According to a recent report in The Wall Street Journal, Summers—a former president of Harvard and the current Charles W. Eliot University Professor and director of the Mossavar-Rahmani Center for Business and Government at the Harvard Kennedy School—had more than a dozen meetings scheduled with Epstein from 2013 to 2016. In April 2014, Summers sent Epstein an e-mail seeking “small scale philanthropy advice” regarding his wife, Elisa New, a professor of English at Harvard. “My life will be better if i raise $1m for Lisa,” he wrote. “Mostly it will go to make a pbs series and for teacher training. Ideas?”
“Small scale.” She wanted to make videos about poetry, which is nice, but most of us wouldn’t even dream of getting a million dollars for that sort of thing.
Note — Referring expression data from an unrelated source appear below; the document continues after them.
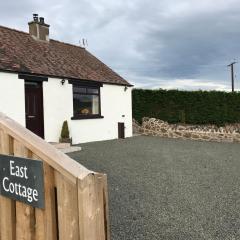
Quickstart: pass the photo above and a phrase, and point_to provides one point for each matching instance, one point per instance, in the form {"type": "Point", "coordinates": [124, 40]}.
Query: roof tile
{"type": "Point", "coordinates": [19, 52]}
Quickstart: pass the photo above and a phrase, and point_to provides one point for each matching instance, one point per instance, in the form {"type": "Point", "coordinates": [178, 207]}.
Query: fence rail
{"type": "Point", "coordinates": [76, 199]}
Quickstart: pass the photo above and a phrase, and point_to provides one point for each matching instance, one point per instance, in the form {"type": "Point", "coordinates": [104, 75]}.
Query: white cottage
{"type": "Point", "coordinates": [44, 82]}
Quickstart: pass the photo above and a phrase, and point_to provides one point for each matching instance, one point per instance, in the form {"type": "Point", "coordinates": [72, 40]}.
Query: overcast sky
{"type": "Point", "coordinates": [184, 44]}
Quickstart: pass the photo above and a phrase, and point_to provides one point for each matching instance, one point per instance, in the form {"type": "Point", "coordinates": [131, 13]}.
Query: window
{"type": "Point", "coordinates": [86, 102]}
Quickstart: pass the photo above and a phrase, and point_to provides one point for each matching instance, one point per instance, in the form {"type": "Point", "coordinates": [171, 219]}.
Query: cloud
{"type": "Point", "coordinates": [164, 44]}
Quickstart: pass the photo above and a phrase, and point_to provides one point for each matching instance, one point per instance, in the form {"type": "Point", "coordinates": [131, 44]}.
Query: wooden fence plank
{"type": "Point", "coordinates": [24, 212]}
{"type": "Point", "coordinates": [46, 226]}
{"type": "Point", "coordinates": [92, 214]}
{"type": "Point", "coordinates": [106, 207]}
{"type": "Point", "coordinates": [67, 200]}
{"type": "Point", "coordinates": [7, 206]}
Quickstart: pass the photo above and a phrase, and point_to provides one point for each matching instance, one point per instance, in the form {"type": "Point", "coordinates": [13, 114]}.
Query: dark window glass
{"type": "Point", "coordinates": [93, 90]}
{"type": "Point", "coordinates": [86, 101]}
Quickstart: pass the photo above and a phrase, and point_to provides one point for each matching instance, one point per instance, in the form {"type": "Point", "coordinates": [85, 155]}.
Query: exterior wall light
{"type": "Point", "coordinates": [63, 81]}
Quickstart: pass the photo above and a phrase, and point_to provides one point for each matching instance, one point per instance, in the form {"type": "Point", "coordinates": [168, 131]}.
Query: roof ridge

But if you know a criminal who wants to whitewash his reputation and suck up to a famous university, you can find a way.
The Summers-Epstein relationship opens a window into the interlocking of intellectual and financial elites in our era of bloated capital accumulation. The perks and privileges that the superrich can offer make their company and resources hard to resist. Top universities, in turn, entice the tycoon class with a mix of academic prestige, intellectual stimulation, and social legitimation. And no university has more to offer in this regard than Harvard. The school has come to have a mesmerizing effect on the American public, especially its most mercantile tier, for which it is a honeypot.
Harvard is going to have a tough time buying their way out of the strikes against their reputation in the last few decades. I know if I had a grandchild applying to callege, I’d strongly discourage them from considering Harvard. I’d consider Harvard on a CV to be a detriment, but then, I’m not a billionaire with ties to the financial industry who thinks schmoozing with other rich people is more important than an actual education.
Right now, I mainly follow news from Harvard for the scandals. Like this one:
On June 16, Harvard Business School put one of its most celebrated professors on leave after an internal investigation into accusations that she had falsified her research. Francesca Gino was a popular behavioral scientist who was known for prolific publishing and a schedule packed with speaking gigs and expensive corporate trainings. Harvard paid her over $1 million a year while companies paid tens of thousands more to book her for their private events.
Gino’s record of publishing over 10 journal articles a year, in contrast to the faculty average two or three, seemed too good to be true—and as is now coming to light, it may have been. A four-part investigation by the independent academic watchdog site Data Colada alleges that Gino fabricated some of her high-profile research over at least a decade and as recently as three years ago. It claims to have found at least four times that data in her studies were manipulated. The watchdog believes it is likely that Gino carried out the alleged fraud without assistance from her collaborators.
OK, Harvard Business School is kind of the lowest cesspit of a tainted brand, but a professor getting paid a million dollars a year is already suspicious. What, you may wonder, does she study that warrants that kind of salary? She studies dishonesty in business, ironically enough. She’s an advocate for being a rebel and breaking the rules, so you can see already why this would appeal to corporate executives.
Anyway, don’t go to Harvard unless you dream of one day being a willing enabler of the extremes of capitalism.